クラスで一番の優等生だったはずなのに

舞夢宜人

第1話

 四月。私立桜峰学園の校庭を、淡いピンク色の桜が彩る中、俺、日高陽介は、高校生活最後の年を迎えていた。特進クラスである三年一組の教室は、他のクラスとは異なる、少し張り詰めた空気に満ちている。皆が皆、受験という重いテーマを背負い、ひたすらに前だけを見て進んでいる。


 だが、俺は違った。


 この三年間、俺はごく普通の男子高校生として過ごしてきた。勉強も運動もそこそこ。友達はいるが、決して目立つ存在ではない。このまま何も変わらずに卒業を迎えるのかと思うと、胸の奥に、言葉にならない後悔が渦巻く。


 この平凡な日々を変えたい。もっと、人生に鮮やかな色をつけたい。


「後悔のない青春を送る」


 そのために、俺は一つの決意を固めた。それは、できるだけ多くの女の子と関わり、彼女たちのありのままの姿を受け入れること。そして、性的関係を持つことで、彼女たちが本当に幸せになれるように奮闘する。


 誰に言われたわけでもない。ただ、俺自身の内から湧き上がってきた、衝動にも似た決意だった。


 その決意を胸に、俺は三年一組の教室のドアを開けた。視線の先には、懐かしい顔と、見慣れない顔。そして、教室内で一際目を引く、二人の女子。


 一人は、俺の幼馴染である白石華蓮。


 艶やかな茶色のボブヘアが揺れ、C65のバストが控えめに主張する。幼い頃からずっと一緒で、俺にとっては家族のような存在だ。彼女の行動原理は、俺の笑顔を守るためなら何でもできるというもの。天真爛漫で、喜怒哀楽を素直に表現する華蓮は、今も窓の外の桜を眺めて、楽しそうに微笑んでいる。


 もう一人は、クラスのマドンナ、橘美咲。


 艶のある黒髪ロングが、日の光を浴びて輝いている。身長164cmというスラリとした体型に、E70の豊かな胸。誰もが認める才色兼備の完璧な優等生だ。彼女の周りにはいつも人だかりができていて、遠くから眺めるだけの、手の届かない存在。誰もが彼女に憧れ、完璧な存在として見ている。

 だが、俺は知っている。その完璧な外面の裏に、彼女が抱える孤独と、ありのままの自分を受け入れてくれる人を求める強い願望が隠されていることを。

 去年の修学旅行の夜、偶然聞いてしまった彼女のすすり泣く声。その日のことは、今も鮮明に俺の脳裏に焼き付いている。


 俺の決意を固めた最初の相手は、この二人だ。

 華蓮は、俺の行動をどう受け止めるだろう。美咲は、果たして俺に心を開いてくれるだろうか。

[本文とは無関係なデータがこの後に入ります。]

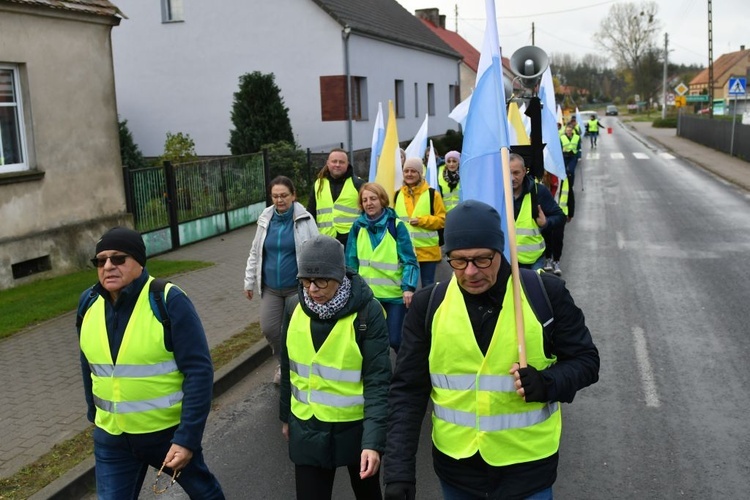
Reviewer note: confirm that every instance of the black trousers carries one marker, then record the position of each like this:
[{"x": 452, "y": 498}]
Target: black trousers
[{"x": 316, "y": 483}]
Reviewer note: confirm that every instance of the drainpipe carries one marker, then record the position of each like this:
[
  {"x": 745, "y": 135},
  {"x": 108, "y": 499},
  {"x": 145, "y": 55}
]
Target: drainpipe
[{"x": 345, "y": 35}]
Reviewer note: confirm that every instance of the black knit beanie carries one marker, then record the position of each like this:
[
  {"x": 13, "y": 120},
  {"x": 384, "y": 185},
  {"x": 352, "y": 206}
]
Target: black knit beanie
[
  {"x": 473, "y": 224},
  {"x": 125, "y": 240}
]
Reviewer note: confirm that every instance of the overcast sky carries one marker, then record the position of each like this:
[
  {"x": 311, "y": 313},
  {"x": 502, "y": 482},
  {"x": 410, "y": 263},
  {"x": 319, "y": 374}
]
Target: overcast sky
[{"x": 568, "y": 26}]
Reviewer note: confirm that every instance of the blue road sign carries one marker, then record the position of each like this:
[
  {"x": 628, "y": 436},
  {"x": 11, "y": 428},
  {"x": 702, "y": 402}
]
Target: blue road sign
[{"x": 737, "y": 85}]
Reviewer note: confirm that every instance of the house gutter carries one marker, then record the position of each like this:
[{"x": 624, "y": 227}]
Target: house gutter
[{"x": 345, "y": 35}]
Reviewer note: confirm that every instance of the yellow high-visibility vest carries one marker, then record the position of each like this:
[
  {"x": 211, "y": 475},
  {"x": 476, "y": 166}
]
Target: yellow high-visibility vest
[
  {"x": 475, "y": 404},
  {"x": 326, "y": 384},
  {"x": 142, "y": 392}
]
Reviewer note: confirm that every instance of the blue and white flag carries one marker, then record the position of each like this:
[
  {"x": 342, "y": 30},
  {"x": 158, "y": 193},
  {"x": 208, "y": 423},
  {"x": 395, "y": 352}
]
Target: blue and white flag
[
  {"x": 378, "y": 136},
  {"x": 487, "y": 129}
]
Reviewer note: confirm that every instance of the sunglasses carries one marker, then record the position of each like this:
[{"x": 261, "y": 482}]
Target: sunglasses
[{"x": 117, "y": 260}]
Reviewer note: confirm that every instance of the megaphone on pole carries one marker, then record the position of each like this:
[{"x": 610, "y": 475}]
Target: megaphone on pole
[{"x": 529, "y": 63}]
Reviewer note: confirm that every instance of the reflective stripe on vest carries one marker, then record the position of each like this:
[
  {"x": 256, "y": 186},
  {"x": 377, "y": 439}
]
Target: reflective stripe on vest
[
  {"x": 421, "y": 237},
  {"x": 529, "y": 240},
  {"x": 335, "y": 217},
  {"x": 476, "y": 410},
  {"x": 379, "y": 266},
  {"x": 142, "y": 392},
  {"x": 326, "y": 384},
  {"x": 450, "y": 198}
]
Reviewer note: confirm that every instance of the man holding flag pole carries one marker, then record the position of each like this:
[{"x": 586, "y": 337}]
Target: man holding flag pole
[{"x": 493, "y": 358}]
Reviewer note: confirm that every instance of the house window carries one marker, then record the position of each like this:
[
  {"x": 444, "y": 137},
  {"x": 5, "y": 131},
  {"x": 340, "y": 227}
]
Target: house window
[
  {"x": 12, "y": 140},
  {"x": 431, "y": 99},
  {"x": 399, "y": 98},
  {"x": 359, "y": 98},
  {"x": 416, "y": 100},
  {"x": 452, "y": 96},
  {"x": 171, "y": 11}
]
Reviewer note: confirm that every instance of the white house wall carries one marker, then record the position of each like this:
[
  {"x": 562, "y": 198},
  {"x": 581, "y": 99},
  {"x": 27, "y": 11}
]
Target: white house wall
[{"x": 181, "y": 77}]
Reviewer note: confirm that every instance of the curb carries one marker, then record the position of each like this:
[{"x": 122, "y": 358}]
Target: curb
[{"x": 80, "y": 480}]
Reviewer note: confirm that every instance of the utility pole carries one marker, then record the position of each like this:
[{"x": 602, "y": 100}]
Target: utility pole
[
  {"x": 664, "y": 79},
  {"x": 710, "y": 63}
]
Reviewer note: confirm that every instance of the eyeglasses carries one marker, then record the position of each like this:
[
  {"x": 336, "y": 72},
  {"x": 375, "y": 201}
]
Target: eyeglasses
[
  {"x": 461, "y": 263},
  {"x": 158, "y": 489},
  {"x": 319, "y": 282},
  {"x": 117, "y": 260}
]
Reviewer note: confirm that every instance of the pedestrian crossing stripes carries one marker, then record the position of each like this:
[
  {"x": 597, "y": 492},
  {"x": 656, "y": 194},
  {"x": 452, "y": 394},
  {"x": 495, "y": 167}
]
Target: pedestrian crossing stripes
[{"x": 621, "y": 156}]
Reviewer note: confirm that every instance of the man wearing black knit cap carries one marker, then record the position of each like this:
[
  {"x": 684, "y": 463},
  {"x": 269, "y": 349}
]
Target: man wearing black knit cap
[
  {"x": 147, "y": 385},
  {"x": 495, "y": 428}
]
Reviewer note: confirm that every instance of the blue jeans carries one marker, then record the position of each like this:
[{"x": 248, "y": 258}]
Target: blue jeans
[
  {"x": 122, "y": 463},
  {"x": 427, "y": 273},
  {"x": 395, "y": 314},
  {"x": 451, "y": 492}
]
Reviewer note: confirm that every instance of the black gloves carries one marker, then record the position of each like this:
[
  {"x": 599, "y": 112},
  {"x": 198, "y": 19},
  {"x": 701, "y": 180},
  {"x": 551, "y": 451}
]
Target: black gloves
[
  {"x": 533, "y": 385},
  {"x": 400, "y": 491}
]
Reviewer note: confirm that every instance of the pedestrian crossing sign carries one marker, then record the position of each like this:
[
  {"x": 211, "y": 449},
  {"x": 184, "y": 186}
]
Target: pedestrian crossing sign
[{"x": 737, "y": 86}]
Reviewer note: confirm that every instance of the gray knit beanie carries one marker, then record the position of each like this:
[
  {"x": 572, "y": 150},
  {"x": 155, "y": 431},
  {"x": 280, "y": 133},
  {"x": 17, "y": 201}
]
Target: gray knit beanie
[
  {"x": 473, "y": 224},
  {"x": 322, "y": 257}
]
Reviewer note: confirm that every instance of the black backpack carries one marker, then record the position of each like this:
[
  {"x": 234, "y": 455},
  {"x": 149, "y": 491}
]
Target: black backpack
[
  {"x": 155, "y": 299},
  {"x": 532, "y": 285}
]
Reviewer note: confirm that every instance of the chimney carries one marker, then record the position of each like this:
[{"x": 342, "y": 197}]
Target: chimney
[{"x": 432, "y": 15}]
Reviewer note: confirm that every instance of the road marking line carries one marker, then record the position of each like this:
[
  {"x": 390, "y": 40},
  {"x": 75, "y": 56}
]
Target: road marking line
[{"x": 644, "y": 366}]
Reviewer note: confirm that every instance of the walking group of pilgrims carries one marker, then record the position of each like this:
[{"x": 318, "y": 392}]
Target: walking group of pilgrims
[{"x": 347, "y": 286}]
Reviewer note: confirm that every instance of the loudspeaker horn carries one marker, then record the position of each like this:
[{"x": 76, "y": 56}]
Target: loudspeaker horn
[{"x": 529, "y": 63}]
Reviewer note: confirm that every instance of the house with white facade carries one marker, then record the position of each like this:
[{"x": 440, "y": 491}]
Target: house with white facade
[
  {"x": 61, "y": 182},
  {"x": 178, "y": 64}
]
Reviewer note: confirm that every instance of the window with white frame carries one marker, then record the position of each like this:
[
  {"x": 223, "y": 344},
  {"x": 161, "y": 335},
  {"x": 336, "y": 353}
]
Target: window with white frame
[
  {"x": 171, "y": 11},
  {"x": 12, "y": 140}
]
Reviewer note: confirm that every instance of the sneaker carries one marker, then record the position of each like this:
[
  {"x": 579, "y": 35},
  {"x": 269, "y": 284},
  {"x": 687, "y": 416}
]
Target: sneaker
[
  {"x": 556, "y": 268},
  {"x": 547, "y": 266}
]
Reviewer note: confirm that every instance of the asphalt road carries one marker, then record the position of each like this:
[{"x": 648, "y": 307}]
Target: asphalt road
[{"x": 656, "y": 259}]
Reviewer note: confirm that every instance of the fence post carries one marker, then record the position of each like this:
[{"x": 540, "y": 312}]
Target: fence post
[
  {"x": 267, "y": 177},
  {"x": 174, "y": 228}
]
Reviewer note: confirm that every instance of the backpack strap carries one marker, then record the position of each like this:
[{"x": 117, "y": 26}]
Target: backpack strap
[
  {"x": 538, "y": 300},
  {"x": 158, "y": 306},
  {"x": 437, "y": 294}
]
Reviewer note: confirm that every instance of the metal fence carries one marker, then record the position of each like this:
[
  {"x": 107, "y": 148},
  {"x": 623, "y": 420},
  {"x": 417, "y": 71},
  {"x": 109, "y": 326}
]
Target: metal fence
[
  {"x": 716, "y": 134},
  {"x": 182, "y": 203}
]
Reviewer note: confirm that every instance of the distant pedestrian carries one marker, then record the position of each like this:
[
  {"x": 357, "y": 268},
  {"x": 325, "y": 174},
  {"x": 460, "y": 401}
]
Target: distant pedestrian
[
  {"x": 147, "y": 386},
  {"x": 381, "y": 251},
  {"x": 421, "y": 208},
  {"x": 333, "y": 201},
  {"x": 271, "y": 268},
  {"x": 335, "y": 371}
]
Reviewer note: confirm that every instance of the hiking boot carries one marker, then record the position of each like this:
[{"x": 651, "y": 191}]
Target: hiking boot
[
  {"x": 547, "y": 266},
  {"x": 556, "y": 268}
]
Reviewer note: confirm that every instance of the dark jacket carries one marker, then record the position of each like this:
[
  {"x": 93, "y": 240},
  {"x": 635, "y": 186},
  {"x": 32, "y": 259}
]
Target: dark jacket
[
  {"x": 552, "y": 211},
  {"x": 336, "y": 186},
  {"x": 330, "y": 445},
  {"x": 188, "y": 344},
  {"x": 577, "y": 366}
]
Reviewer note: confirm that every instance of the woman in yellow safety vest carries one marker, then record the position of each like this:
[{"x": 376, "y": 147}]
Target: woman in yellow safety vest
[
  {"x": 335, "y": 374},
  {"x": 450, "y": 181},
  {"x": 380, "y": 249},
  {"x": 422, "y": 209}
]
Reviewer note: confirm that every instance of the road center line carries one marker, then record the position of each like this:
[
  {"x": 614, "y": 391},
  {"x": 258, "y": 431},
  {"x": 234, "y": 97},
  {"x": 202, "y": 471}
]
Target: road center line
[{"x": 644, "y": 366}]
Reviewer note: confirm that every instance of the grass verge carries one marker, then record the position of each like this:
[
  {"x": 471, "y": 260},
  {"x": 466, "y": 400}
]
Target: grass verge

 放課後。人影がまばらになった教室で、俺は華蓮と話す機会を探した。


「華蓮、ちょっといいか?」


 俺がそう声をかけると、彼女はくるりと振り返り、満面の笑みで答えた。


「陽介!久しぶりだね。また同じクラスになれて嬉しいよ!」


 その屈託のない笑顔に、俺は少しだけ胸が痛んだ。この笑顔を、俺は守りたい。だが、同時に、俺は俺の決意を貫きたい。そんな俺の葛藤を知る由もなく、華蓮は楽しそうに今日の出来事を話し始めた。


 その日の下校時、俺は美咲と偶然、二人きりになった。他の生徒たちがそれぞれの友人たちと帰っていく中、美咲は一人、静かに昇降口で靴を履き替えていた。艶やかな黒髪が、夕焼けの光を浴びて、どこか寂しげに見える。


「橘さん、もしかして、一人?」


 俺がそう声をかけると、美咲は少し驚いたように顔を上げた。


「……日高くん。ええ、そうよ。別に、一人でいるのが嫌なわけじゃないから、気にしないで」


 そう言って微笑む彼女の笑顔は、いつもと変わらない、完璧な優等生の笑顔だった。だが、その瞳の奥には、ほんの少しの寂しさが宿っているように見えた。


 美咲の心の内を知る俺は、その寂しさを見過ごすことができなかった。


「俺でよければ、一緒に帰らないか?」


 その言葉に、美咲は再び驚いた顔を見せた。そして、少しの間、沈黙が流れた。その沈黙は、彼女の心の壁が、音を立てて崩れ始める前触れのようだった。


 俺の決意が、今、静かに動き始める。